The two-term mayor of the poor farming district of Irazola in a cocaine-producing region of Peru is one of hundreds of candidates running in local and state elections set for today who are suspected of being bankrolled by drug traffickers.
Irazola Mayor Manuel Gambini, a 43-year-old former coca farmer, is among at least seven gubernatorial candidates in one-quarter of Peru’s 24 states under investigation for drug trafficking or related crimes.
Cocaine cash is threatening to hijack democracy in a nation that in 2012 became the world’s top cocaine producer. The infiltration has become so brazen and widespread as to draw comparisons with conditions in Colombia and Mexico.
“We are now a despicable reflection of what Colombia was — and what Mexico is today,” said Sonia Medina, Peru’s public prosecutor for drug enforcement.
Peru is far less violent than Mexico, but drug-related murders have been on the rise.
One of three Peruvian voters lives in a region with candidates under investigation, on trial or previously convicted of drug-related crimes. Medina said her office has identified 700 such candidates.
In his run for governor of the rough jungle region of Ucayali, Gambini has sought to milk praise from the US Agency for International Development (USAID) for promoting the cocoa bean over the coca leaf.
Yet he may have been enriching himself, along with relatives and associates “closely tied to drug trafficking,” according to an eight-page order for a money laundering probe issued on Aug. 29 and obtained by media.

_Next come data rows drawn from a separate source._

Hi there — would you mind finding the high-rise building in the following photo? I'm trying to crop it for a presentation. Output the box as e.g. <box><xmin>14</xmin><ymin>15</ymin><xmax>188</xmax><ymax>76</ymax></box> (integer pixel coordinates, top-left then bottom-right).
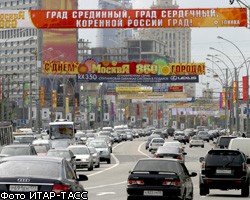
<box><xmin>0</xmin><ymin>0</ymin><xmax>78</xmax><ymax>127</ymax></box>
<box><xmin>136</xmin><ymin>0</ymin><xmax>194</xmax><ymax>97</ymax></box>
<box><xmin>96</xmin><ymin>0</ymin><xmax>133</xmax><ymax>48</ymax></box>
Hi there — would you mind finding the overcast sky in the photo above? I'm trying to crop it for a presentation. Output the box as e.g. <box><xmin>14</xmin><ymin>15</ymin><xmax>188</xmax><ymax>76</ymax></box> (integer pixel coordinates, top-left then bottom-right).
<box><xmin>78</xmin><ymin>0</ymin><xmax>250</xmax><ymax>96</ymax></box>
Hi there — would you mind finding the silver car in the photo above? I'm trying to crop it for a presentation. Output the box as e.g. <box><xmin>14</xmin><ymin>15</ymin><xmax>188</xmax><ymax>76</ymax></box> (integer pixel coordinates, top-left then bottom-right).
<box><xmin>88</xmin><ymin>140</ymin><xmax>111</xmax><ymax>164</ymax></box>
<box><xmin>67</xmin><ymin>145</ymin><xmax>94</xmax><ymax>171</ymax></box>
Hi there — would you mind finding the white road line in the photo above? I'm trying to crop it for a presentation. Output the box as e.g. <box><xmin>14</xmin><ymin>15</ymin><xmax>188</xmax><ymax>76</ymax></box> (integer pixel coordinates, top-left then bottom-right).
<box><xmin>86</xmin><ymin>140</ymin><xmax>149</xmax><ymax>190</ymax></box>
<box><xmin>138</xmin><ymin>141</ymin><xmax>151</xmax><ymax>158</ymax></box>
<box><xmin>87</xmin><ymin>142</ymin><xmax>123</xmax><ymax>177</ymax></box>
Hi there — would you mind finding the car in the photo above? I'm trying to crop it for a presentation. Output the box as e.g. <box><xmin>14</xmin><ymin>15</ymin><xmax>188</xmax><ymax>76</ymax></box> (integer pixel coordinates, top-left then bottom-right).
<box><xmin>167</xmin><ymin>127</ymin><xmax>175</xmax><ymax>136</ymax></box>
<box><xmin>127</xmin><ymin>158</ymin><xmax>197</xmax><ymax>200</ymax></box>
<box><xmin>154</xmin><ymin>146</ymin><xmax>187</xmax><ymax>162</ymax></box>
<box><xmin>197</xmin><ymin>131</ymin><xmax>210</xmax><ymax>142</ymax></box>
<box><xmin>199</xmin><ymin>149</ymin><xmax>250</xmax><ymax>197</ymax></box>
<box><xmin>0</xmin><ymin>156</ymin><xmax>88</xmax><ymax>197</ymax></box>
<box><xmin>0</xmin><ymin>144</ymin><xmax>37</xmax><ymax>158</ymax></box>
<box><xmin>67</xmin><ymin>145</ymin><xmax>94</xmax><ymax>171</ymax></box>
<box><xmin>189</xmin><ymin>135</ymin><xmax>205</xmax><ymax>148</ymax></box>
<box><xmin>46</xmin><ymin>148</ymin><xmax>76</xmax><ymax>171</ymax></box>
<box><xmin>88</xmin><ymin>146</ymin><xmax>100</xmax><ymax>168</ymax></box>
<box><xmin>148</xmin><ymin>137</ymin><xmax>165</xmax><ymax>152</ymax></box>
<box><xmin>87</xmin><ymin>140</ymin><xmax>111</xmax><ymax>164</ymax></box>
<box><xmin>145</xmin><ymin>134</ymin><xmax>164</xmax><ymax>150</ymax></box>
<box><xmin>214</xmin><ymin>135</ymin><xmax>237</xmax><ymax>149</ymax></box>
<box><xmin>75</xmin><ymin>131</ymin><xmax>88</xmax><ymax>144</ymax></box>
<box><xmin>13</xmin><ymin>134</ymin><xmax>36</xmax><ymax>144</ymax></box>
<box><xmin>173</xmin><ymin>130</ymin><xmax>187</xmax><ymax>144</ymax></box>
<box><xmin>95</xmin><ymin>136</ymin><xmax>113</xmax><ymax>153</ymax></box>
<box><xmin>163</xmin><ymin>141</ymin><xmax>185</xmax><ymax>154</ymax></box>
<box><xmin>111</xmin><ymin>132</ymin><xmax>122</xmax><ymax>143</ymax></box>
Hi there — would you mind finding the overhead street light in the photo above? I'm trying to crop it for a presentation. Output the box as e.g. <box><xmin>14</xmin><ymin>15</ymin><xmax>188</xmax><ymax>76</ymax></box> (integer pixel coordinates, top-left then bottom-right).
<box><xmin>217</xmin><ymin>36</ymin><xmax>248</xmax><ymax>136</ymax></box>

The order says he transformed “simple farmers into economic potentates” after becoming mayor in 2007. One associate, a convicted cocaine trafficker, is running for mayor on Gambini’s ticket. The man was named district treasurer in 2009.

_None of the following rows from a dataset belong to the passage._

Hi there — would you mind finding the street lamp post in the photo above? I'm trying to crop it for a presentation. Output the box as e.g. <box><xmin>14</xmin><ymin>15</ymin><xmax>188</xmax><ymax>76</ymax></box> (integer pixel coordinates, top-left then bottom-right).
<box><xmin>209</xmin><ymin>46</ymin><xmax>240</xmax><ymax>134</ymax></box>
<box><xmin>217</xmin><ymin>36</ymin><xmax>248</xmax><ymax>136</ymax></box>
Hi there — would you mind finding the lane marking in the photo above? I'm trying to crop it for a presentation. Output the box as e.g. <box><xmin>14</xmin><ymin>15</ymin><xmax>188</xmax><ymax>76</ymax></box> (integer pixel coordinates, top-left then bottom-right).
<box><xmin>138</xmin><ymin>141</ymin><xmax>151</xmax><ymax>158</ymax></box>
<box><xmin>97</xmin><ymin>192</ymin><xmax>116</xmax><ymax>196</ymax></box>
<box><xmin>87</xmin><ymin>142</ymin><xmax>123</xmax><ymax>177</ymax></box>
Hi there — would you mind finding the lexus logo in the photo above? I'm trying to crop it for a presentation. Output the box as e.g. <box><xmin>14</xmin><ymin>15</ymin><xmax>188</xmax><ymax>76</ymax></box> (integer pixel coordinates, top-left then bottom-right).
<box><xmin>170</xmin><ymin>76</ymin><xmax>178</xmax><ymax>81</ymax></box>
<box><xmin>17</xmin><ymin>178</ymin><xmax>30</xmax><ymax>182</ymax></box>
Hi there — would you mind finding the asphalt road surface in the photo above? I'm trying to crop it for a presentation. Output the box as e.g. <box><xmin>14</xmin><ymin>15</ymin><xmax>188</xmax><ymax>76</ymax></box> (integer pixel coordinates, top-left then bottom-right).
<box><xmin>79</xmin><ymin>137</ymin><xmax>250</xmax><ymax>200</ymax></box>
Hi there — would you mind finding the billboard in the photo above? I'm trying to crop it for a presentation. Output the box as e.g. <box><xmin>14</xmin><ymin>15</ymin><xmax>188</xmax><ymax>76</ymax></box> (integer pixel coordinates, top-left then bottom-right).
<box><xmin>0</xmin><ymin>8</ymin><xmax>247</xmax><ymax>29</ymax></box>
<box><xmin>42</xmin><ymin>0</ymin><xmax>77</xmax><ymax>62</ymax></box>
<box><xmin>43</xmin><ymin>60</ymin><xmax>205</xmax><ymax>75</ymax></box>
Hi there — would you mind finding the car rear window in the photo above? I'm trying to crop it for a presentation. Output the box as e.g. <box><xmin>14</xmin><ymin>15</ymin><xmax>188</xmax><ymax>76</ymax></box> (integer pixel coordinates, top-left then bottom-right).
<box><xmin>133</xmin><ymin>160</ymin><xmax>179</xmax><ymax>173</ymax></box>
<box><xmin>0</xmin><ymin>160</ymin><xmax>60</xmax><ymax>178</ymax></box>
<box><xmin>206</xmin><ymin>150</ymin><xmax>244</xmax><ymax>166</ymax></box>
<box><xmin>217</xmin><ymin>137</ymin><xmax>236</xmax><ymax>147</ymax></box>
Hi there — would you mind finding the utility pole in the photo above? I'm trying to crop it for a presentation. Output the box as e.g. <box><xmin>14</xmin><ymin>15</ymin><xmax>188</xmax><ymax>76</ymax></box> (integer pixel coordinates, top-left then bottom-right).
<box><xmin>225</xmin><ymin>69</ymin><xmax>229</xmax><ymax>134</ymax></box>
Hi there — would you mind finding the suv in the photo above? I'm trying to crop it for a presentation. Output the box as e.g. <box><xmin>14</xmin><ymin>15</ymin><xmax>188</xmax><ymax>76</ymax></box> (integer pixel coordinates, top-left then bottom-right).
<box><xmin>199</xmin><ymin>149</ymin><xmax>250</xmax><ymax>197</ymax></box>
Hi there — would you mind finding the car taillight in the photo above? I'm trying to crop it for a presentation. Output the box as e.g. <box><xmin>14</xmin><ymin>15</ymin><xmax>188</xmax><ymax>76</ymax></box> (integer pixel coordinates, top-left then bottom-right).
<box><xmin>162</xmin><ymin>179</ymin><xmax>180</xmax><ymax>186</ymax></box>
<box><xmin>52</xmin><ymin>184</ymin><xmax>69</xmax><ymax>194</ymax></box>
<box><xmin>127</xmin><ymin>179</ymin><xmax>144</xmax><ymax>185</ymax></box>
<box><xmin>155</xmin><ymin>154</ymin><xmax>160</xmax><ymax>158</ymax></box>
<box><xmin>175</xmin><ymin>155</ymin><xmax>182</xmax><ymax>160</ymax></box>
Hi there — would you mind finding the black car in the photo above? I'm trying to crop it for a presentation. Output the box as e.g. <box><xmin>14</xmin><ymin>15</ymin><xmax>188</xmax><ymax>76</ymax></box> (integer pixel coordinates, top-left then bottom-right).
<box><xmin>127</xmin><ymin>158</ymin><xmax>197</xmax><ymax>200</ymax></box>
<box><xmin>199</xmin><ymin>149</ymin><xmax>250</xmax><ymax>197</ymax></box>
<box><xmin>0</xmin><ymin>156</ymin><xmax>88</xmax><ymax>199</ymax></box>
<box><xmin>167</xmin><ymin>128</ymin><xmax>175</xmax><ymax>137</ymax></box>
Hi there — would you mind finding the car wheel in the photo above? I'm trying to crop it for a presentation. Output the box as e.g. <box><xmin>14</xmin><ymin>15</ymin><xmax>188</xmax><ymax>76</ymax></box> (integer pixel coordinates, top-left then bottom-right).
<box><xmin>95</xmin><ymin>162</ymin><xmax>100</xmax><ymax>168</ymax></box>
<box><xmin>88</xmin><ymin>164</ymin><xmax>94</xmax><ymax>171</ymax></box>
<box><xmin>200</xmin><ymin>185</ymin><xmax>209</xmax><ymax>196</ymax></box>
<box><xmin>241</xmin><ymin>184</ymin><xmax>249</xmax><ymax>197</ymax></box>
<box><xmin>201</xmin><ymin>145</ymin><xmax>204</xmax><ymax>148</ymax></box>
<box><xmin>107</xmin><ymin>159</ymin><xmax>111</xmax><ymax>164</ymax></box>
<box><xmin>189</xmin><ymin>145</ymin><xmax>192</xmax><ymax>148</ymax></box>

Supporting documents say Gambini acquired more than 10,000 hectares of land, some of which “may have coca fields,” and has two homes worth US$180,000. As mayor, he earns less than US$2,000 a month.
At a political rally that featured free beer on ice, Gambini denied the accusations, calling them fabrications by political foes. He said that his land holdings amount to 130 hectares and that he owned a saw mill before being elected mayor. He stopped growing coca in 2003, he said, at the encouragement of USAID.
Critics say Peru’s lawmakers have made its political system fertile ground for dirty money through inaction or intentional legal loopholes.
Gambini, for example, does not mention his earnings or holdings in the official biography he submitted to the Peruvian National Electoral Commission as this is not required.
Of the approximately 126,000 candidates in this election, only 11 percent filed such disclosures, independent watchdog Transparencia said. It partnered with news Web site Utero.pe to compare official bios with various public databases. They discovered 1,395 convicted criminals, including 13 drug traffickers.
In Peru, convicted criminals can run for public office as long as they have been “rehabilitated” by court order.
Another loophole comes in campaign finance law: The penalty for failing to report a campaign donation is the loss of public financing, but Peru has no public financing.